Cécile Léna, Scénographe à Bordeaux.
Cécile Léna, Scénographe à Bordeaux.

Quelles sont tes sources d’inspiration artistique ?

Avant tout, les voyages avec les images, les couleurs, les émotions qui s'en dégagent. Ma culture artistique classique est aussi une source d'inspiration importante. J'ai appris l'histoire de l'art dans les musées en Italie. Mon scénographe de référence est Richard Peduzzi. Ma représentation des USA et de l'Asie nourrit aussi ma création. Mes autres ressources : la littérature française avec Marguerite Duras, la littérature japonaise (Haruki Murakami), le cinéma avec un réalisateur fétiche, Wong Kar-Wai ("In the mood for love"), tous les films en noir et blanc (ceux de Jean Carmet notamment), les polars… et la psychanalyse.

Cécile Léna, Scénographe à Bordeaux.

Sur quel projet travailles-tu en ce moment… et lequel rêves-tu de réaliser ?

C'est un projet porté par le CREAC à Bègles. J'ai carte blanche pour créer un spectacle immersif dans une caravane sur le thème du cirque contemporain. Cette création a tout son sens, elle est la suite du projet "Free Ticket – Km 0". Elle parle du non-renoncement. La création sortira à l'automne prochain.

Parmi tous les projets en tête, j'aimerais réaliser "Les toits du monde", une création jeune public. L'enfant déambulerait dans une immense pièce peuplée de tous les toits du monde. En posant sur chaque toit un chat noir fabriqué par ses soins, il écouterait son histoire. Une manière de célébrer notre planète et cette diversité si magnifique.

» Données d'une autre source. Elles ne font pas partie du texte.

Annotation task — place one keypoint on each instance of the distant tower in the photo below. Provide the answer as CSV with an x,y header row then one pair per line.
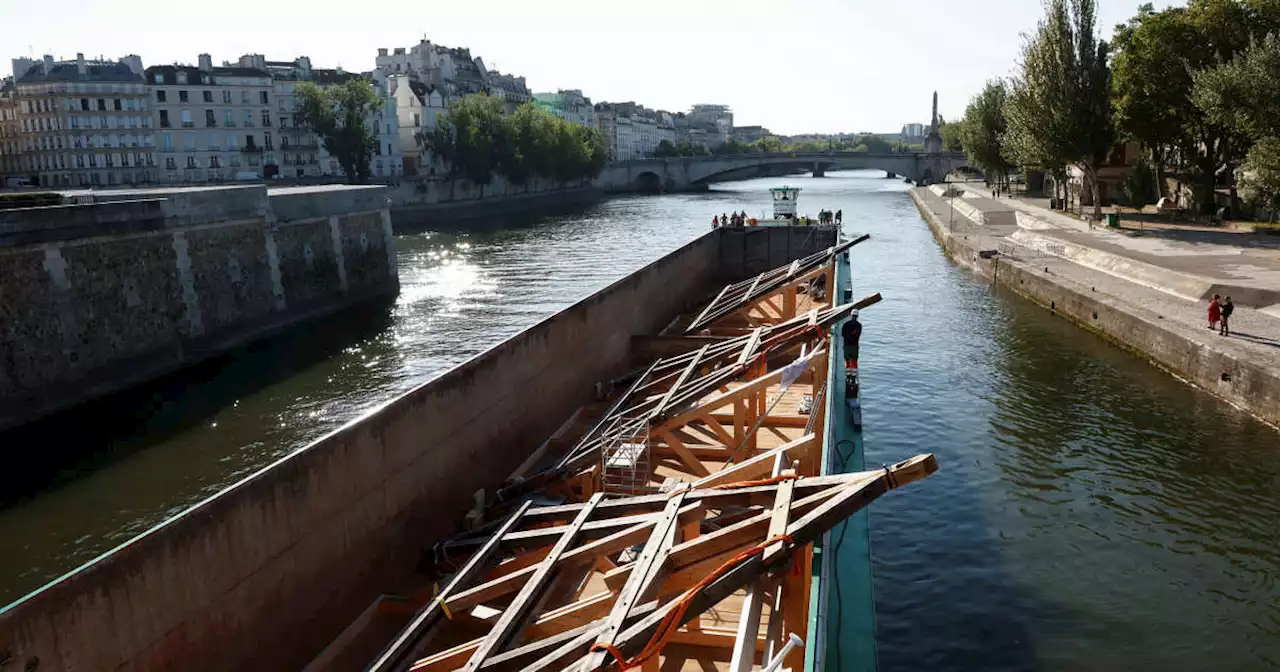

En attendant de réaliser celui-ci, j'ai un autre rêve, celui de voir mes créations diffusées plus largement !

Un lieu où tu aimes te retrouver, te ressourcer ?

Luang Prabang au Laos. Je vais prochainement m'y rendre pour travailler sur un projet d'hôtel.

Cécile Léna, Scénographe à Bordeaux.
Cécile Léna, Scénographe à Bordeaux.

Un morceau que tu aimerais nous faire écouter ?

Adriano Viterbini "Sleepwalk" du blues contemporain.

Des personnalités artistiques à nous faire découvrir ?

Pierre Renollet, peintre, ancien directeur de l'école de Condé Créasud. On s'est retrouvé par hasard 25 ans après. Didier Delahais, auteur, Jean-Pascal Pracht, créateur lumière… une personnalité de l'ombre et Carl Carniato, réalisateur.

Cécile Léna, Scénographe à Bordeaux.